Luar biasa! Ayah dgn tenang menikmati dan memakan semua yg disiapkan ibu dgn
tersenyum, dan bahkan berkata, "Bu terima kasih ya!" Lalu ayah terus
menanyakan kegiatan sy & adik di sekolah.

Selesai makan, masih di meja makan, sy mendengar ibu meminta maaf krn telor &
tempe yg gosong itu & satu hal yg tidak pernah sy lupakan adalah apa yg ayah
katakan:

"Sayang, aku suka telor & tempe yg gosong."

Sebelum tidur, sy pergi utk memberikan ciuman selamat tidur kpd ayah, sy
bertanya apakah ayah benar-benar menyukai telur & tempe gosong?"

Ayah memeluk sy erat dg kedua lengannya & berkata, "Anakku, ibu sdh bekerja
keras sepanjang hari & dia benar-benar sdh capek,

Jadi sepotong telor & tempe yg gosong tdk akan menyakiti siapa pun kok!"

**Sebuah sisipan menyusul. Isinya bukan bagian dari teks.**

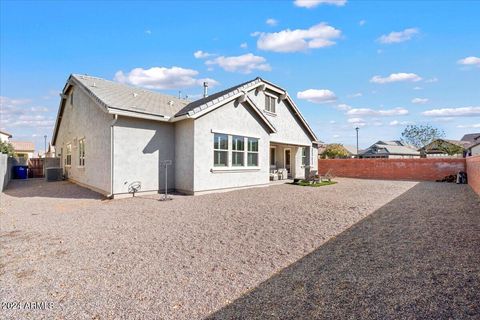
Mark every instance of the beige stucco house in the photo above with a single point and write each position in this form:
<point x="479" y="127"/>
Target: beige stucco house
<point x="111" y="137"/>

Ini pelajaran yg saya praktekkan di tahun-tahun berikutnya; "Belajar menerima
kesalahan orang lain, adalah satu kunci yg sangat penting utk menciptakan
sebuah hubungan yg sehat, bertumbuh & abadi.

Ingatlah emosi tdk akan pernah menyelesaikn masalah yg ada, jd selalulah
berpikir dewasa. Mengapa sesuatu hal itu bisa terjadi pasti punya alasannya
sendiri.

Janganlah kita menjadi org yg egois hanya mau dimengerti, tapi tdk mau
mengerti.

Tua itu pasti, tapi Dewasa itu PILIHAN.